A foundation stone for a personal library - or almost any other kind

February 16, 1997|By MICHAEL PAKENHAM

There is no such thing, of course, as a completely comprehensive library. Actually, the United States Library of Congress, official repository of all U.S.-copyrighted books, comes close to doing the job, at least with American publications. Yet even in English it has inevitable gaps.

So what's a lone citizen with aspirations of bookish thoroughness to do?

There are lots of specialized reference volumes, and increasing electronic sources, academic and otherwise - listings by subjects, by any number of other criteria and vantage points, quirky, technical, professional.

There is "Books in Print," used mainly by the book industry and libraries. It comes in nine volumes - four by authors, four by titles, and one by publishers - of immense weight and inclusiveness, some 2 million entries, listed simply by the title, author, publisher and price, along with the International Standard Book Number. It not very useful for the general reader.

But by far the most utilitarian device I know for private purposes is "The Reader's Catalog," edited by Geoffrey O'Brien. (RC Publications. 1,968 pages. $34.95). A second edition is just being published.

The scope of the endeavor is, as the kids are wont to say, awesome. The credits list 31 editors, designers and others and an additional 22 contributing editors. Besides that, there is a roster of contributors that goes on beyond my ambition to count, but appears to contain somewhere between 120 and 150 names, many of them distinguished.

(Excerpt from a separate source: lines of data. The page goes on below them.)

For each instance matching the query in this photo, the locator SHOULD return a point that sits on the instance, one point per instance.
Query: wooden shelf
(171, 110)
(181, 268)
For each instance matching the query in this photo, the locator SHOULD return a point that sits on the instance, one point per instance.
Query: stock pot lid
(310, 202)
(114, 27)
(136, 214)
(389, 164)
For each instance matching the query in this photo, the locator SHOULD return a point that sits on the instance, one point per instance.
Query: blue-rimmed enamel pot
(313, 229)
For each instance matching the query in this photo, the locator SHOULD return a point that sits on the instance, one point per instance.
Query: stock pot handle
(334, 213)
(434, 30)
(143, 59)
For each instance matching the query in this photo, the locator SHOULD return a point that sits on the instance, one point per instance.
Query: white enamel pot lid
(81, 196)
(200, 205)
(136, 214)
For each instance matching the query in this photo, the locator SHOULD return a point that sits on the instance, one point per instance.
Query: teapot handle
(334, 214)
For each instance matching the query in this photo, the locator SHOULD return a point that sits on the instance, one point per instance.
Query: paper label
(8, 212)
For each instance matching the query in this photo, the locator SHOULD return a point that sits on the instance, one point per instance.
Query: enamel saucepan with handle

Hesse, Nietzsche, Neruda...

Seven years ago, the first edition came out after vast labors by Jason Epstein, the author, poet and editorial director of Random House. Something in the range of $1 million was committed to the project, which should ease the sense of frustration of those who, like me, have struggled and failed to compile and effectively maintain private inventories of books of special merit. It sold reasonably well - 150,000 copies.

The core idea is that it is a listing of some 40,000 of "the best books in print," all in English, all still available on the retail market in America. Obviously, some of them may fall out of print, but it amounts to an annotated catalog, broken down into more than 320 separate categories (and hundreds more subcategories), ranging from "The Varieties of Civilization" (p. 5) through "Dutch Literature" (p. 985) and "Fitness" (p. 1434) to "Books for 8s, 9s, and Up" (p. 1826). There are sections on literature in 30 separate language and culture categories.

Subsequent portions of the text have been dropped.